Asia’s cotton-yarn market: big, stable, and running out of easy growth

By 2035, volumes may barely move; the real contest will be over value, efficiency and market share.

Asia’s cotton-yarn market remains enormous but is settling into a low-growth future. A new IndexBox outlook projects market volume to reach 20m tonnes by 2035, with market value rising to $66.1bn—a slow grind, not a boom.

In 2024, consumption edged down 0.5% to 20m tonnes, while market value fell 5.9% to $62.9bn, reflecting weaker pricing rather than a collapse in physical demand. Production stayed broadly flat at 20m tonnes.

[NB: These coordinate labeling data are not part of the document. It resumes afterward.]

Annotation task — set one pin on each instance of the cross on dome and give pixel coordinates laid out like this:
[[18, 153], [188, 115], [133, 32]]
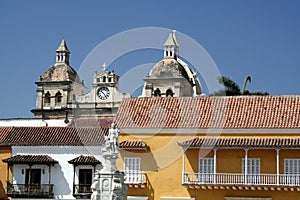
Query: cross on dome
[[104, 66]]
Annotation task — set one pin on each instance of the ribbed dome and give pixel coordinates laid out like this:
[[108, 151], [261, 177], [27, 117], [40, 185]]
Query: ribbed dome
[[168, 68], [61, 72]]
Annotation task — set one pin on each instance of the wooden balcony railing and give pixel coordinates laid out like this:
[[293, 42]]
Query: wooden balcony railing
[[135, 177], [30, 191], [82, 190], [241, 179]]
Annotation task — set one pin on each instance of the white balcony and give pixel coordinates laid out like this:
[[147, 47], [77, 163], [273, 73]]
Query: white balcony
[[234, 179]]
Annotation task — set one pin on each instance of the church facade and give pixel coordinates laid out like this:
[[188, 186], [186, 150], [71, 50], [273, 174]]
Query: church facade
[[175, 142]]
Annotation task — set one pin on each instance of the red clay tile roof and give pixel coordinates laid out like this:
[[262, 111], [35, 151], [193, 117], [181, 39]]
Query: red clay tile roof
[[236, 112], [54, 136], [30, 159], [134, 144], [92, 122], [3, 132], [243, 142], [85, 160]]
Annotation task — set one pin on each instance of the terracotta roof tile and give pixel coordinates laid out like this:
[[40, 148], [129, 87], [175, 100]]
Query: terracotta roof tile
[[246, 112], [134, 144], [243, 142], [87, 160], [54, 136], [92, 122], [3, 132], [33, 159]]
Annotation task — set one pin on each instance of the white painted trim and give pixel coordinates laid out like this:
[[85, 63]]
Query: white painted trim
[[177, 198], [248, 198], [189, 131], [137, 198]]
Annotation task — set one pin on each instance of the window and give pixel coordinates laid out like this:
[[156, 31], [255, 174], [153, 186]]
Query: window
[[292, 171], [85, 180], [157, 92], [33, 177], [132, 169], [169, 93], [47, 99], [58, 97], [206, 170], [253, 169]]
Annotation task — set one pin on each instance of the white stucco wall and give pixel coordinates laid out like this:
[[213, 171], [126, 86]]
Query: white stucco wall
[[61, 173]]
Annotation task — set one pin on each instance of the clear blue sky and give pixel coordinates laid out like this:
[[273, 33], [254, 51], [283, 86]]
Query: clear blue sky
[[257, 38]]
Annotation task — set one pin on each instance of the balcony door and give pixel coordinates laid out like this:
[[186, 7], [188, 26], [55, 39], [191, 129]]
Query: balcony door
[[33, 177], [85, 180], [292, 171], [132, 169], [206, 170], [253, 170]]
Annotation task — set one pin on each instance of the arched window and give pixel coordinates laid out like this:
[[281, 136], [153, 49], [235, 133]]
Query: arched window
[[47, 99], [58, 97], [169, 93], [157, 92]]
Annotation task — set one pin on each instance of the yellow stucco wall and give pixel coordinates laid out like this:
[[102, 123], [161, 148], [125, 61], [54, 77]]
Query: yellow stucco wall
[[4, 153], [163, 167]]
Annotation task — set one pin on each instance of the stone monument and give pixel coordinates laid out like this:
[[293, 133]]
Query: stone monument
[[109, 183]]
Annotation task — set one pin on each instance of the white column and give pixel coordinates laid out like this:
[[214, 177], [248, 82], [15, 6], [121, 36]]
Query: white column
[[246, 165], [183, 165], [215, 164], [277, 165]]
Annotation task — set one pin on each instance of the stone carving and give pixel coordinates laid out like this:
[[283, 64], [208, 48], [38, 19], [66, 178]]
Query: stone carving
[[111, 140], [109, 183]]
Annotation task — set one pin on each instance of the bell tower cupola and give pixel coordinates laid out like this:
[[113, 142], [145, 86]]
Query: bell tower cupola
[[62, 53], [171, 47]]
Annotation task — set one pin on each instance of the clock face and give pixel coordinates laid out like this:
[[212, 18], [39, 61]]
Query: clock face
[[103, 93]]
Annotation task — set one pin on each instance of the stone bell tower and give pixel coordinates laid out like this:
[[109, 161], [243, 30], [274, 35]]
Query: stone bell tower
[[109, 182], [58, 87]]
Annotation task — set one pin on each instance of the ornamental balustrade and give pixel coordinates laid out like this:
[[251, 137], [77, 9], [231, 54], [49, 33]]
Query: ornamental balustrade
[[242, 179], [30, 190]]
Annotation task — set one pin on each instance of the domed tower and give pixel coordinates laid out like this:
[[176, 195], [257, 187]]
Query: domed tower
[[58, 87], [171, 77]]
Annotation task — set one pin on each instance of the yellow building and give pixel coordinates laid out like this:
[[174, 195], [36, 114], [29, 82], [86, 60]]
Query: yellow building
[[5, 151], [230, 148]]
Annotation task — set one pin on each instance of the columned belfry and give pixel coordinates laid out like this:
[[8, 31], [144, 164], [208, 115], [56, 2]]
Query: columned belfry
[[58, 87]]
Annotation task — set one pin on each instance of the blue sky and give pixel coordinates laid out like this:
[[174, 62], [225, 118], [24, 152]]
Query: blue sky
[[257, 38]]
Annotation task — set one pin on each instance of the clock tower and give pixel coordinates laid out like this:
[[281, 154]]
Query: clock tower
[[104, 98]]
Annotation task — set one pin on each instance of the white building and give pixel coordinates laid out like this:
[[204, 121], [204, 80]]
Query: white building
[[53, 162]]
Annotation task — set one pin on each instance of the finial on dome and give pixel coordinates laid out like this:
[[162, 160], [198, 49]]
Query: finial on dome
[[171, 49], [63, 47], [62, 53], [104, 66]]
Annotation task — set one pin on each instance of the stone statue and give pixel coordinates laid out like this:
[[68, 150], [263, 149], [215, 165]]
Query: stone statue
[[112, 139], [108, 183]]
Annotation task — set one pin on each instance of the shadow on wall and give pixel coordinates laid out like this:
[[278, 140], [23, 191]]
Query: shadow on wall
[[61, 185], [2, 191]]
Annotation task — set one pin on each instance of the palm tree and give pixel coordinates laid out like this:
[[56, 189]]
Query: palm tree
[[231, 88], [247, 79]]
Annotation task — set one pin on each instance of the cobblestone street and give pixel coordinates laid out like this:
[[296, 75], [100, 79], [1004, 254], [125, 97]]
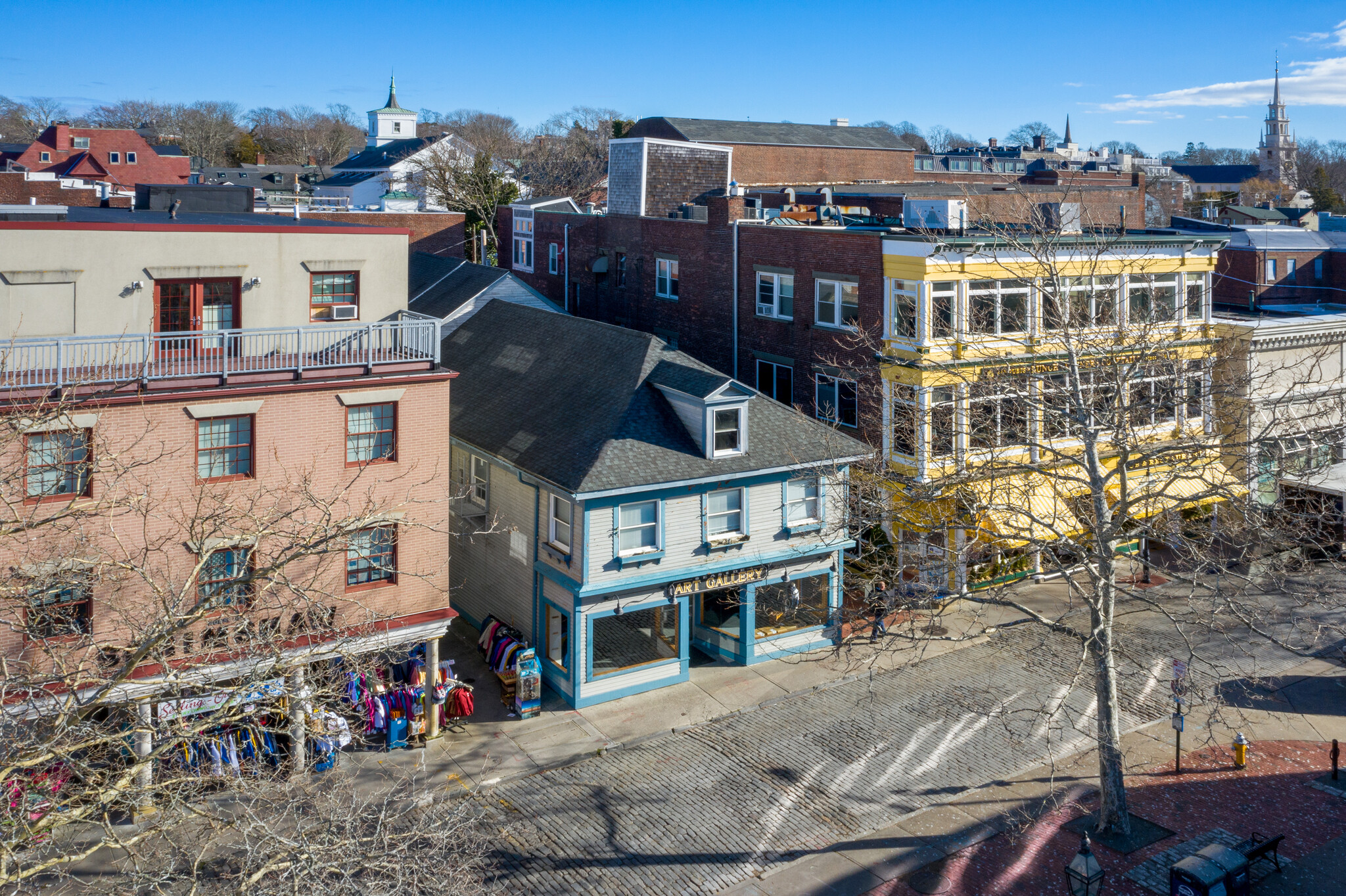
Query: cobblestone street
[[696, 811]]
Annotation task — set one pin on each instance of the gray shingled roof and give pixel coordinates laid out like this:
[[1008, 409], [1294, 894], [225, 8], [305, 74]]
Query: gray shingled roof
[[772, 133], [440, 286], [572, 401]]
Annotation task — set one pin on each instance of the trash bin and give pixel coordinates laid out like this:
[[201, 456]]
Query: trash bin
[[1215, 871]]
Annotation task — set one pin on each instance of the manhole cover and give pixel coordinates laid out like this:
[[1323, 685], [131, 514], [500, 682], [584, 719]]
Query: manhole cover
[[929, 883]]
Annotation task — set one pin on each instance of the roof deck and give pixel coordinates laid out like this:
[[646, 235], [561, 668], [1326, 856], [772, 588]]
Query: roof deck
[[218, 357]]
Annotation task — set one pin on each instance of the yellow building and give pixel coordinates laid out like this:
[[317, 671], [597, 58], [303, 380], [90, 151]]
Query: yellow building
[[980, 331]]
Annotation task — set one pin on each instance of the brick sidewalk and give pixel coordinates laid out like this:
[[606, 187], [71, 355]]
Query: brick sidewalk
[[1272, 797]]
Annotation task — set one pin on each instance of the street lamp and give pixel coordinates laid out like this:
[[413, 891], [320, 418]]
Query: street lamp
[[1084, 874]]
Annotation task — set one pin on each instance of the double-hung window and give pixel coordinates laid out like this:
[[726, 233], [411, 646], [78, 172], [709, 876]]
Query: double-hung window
[[776, 381], [522, 241], [801, 502], [560, 517], [904, 309], [998, 307], [638, 527], [836, 401], [665, 277], [724, 514], [837, 303], [1151, 298], [998, 413], [776, 295], [327, 291], [372, 557], [227, 576], [944, 300], [64, 608], [728, 432], [225, 449], [371, 434], [57, 464]]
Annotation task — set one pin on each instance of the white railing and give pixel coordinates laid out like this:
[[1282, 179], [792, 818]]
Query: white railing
[[66, 361]]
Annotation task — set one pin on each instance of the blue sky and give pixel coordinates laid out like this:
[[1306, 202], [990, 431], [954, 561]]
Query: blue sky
[[1158, 74]]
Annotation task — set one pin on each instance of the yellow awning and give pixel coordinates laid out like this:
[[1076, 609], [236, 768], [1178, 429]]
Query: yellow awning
[[1022, 508], [1189, 486]]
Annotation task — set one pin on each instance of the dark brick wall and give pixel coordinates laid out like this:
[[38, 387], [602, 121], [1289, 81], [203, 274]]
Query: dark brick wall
[[1240, 271], [702, 318]]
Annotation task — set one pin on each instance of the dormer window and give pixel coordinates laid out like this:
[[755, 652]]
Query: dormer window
[[728, 432]]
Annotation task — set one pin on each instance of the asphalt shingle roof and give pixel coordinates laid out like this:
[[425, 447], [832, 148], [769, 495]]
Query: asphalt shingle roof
[[440, 286], [574, 401], [1217, 174], [770, 133]]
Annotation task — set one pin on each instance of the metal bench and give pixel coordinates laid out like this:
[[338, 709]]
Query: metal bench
[[1259, 848]]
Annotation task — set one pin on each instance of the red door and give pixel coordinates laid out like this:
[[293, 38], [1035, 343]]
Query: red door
[[195, 307]]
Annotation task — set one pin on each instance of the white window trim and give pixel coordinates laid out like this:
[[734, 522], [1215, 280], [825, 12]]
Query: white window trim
[[818, 304], [774, 309], [738, 535], [666, 264], [818, 502], [743, 437], [659, 529], [551, 522]]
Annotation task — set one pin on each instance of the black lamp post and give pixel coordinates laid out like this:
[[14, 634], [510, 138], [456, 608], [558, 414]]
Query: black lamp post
[[1084, 874]]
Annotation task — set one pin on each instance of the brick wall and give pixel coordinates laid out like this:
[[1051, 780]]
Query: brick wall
[[774, 164], [702, 318], [299, 436], [16, 190], [439, 233], [1240, 271]]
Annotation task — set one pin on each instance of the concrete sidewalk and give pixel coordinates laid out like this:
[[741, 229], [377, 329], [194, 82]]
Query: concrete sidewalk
[[493, 746], [1307, 703]]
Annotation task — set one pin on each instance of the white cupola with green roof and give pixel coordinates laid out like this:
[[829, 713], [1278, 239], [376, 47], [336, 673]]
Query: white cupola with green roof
[[392, 122]]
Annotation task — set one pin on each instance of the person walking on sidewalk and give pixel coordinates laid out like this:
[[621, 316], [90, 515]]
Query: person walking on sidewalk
[[879, 607]]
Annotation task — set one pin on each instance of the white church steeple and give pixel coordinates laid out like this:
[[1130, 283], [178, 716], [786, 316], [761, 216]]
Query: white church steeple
[[392, 122]]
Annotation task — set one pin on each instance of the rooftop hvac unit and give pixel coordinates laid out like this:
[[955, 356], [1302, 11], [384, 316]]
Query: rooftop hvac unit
[[935, 214]]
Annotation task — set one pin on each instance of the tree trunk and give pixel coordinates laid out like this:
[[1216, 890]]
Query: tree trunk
[[1112, 788]]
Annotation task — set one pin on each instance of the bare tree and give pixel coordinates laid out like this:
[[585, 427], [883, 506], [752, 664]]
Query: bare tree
[[206, 129], [447, 177], [129, 596], [1057, 416], [1025, 133]]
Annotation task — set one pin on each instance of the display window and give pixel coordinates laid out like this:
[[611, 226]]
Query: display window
[[791, 606], [634, 638]]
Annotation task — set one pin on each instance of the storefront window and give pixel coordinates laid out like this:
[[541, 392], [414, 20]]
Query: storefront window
[[720, 610], [636, 638], [789, 606]]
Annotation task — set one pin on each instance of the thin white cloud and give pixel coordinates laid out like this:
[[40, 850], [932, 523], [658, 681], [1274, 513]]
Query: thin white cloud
[[1316, 84]]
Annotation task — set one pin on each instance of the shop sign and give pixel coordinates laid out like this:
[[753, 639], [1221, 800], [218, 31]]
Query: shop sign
[[210, 703], [719, 580]]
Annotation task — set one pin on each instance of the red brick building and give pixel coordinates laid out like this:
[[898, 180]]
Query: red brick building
[[112, 155]]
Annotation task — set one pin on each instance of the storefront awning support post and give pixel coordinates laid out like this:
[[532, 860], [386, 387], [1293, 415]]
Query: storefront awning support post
[[146, 771], [429, 690], [295, 686]]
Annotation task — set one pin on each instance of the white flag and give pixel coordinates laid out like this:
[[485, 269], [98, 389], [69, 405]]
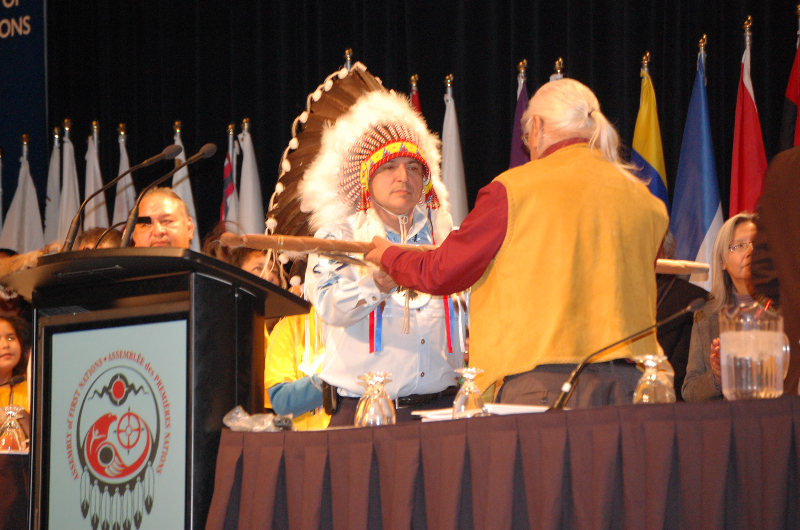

China, India and Pakistan dominate both consumption and output—together accounting for roughly three-quarters of the region’s totals. India stands out for stronger consumption growth over the past decade, while Uzbekistan is the fastest-expanding producer.

Trade flows tell a more revealing story. Imports fell to 2.7m tonnes ($7.4bn), with China absorbing the bulk. Exports rose slightly to 3.3m tonnes ($10.1bn), led by India and Vietnam—but export values have weakened as prices have drifted down.

In other words, Asia is making—and using—most of its yarn at home, while competition in traded yarn is tightening and becoming more price-sensitive.

With forecast volume CAGR of only +0.1% to 2035 (value +0.5%), winners will be those who shift the basis of competition: better energy productivity, higher-end counts and blends, faster lead times, and credibility on sustainability and traceability—because mere capacity will no longer be enough.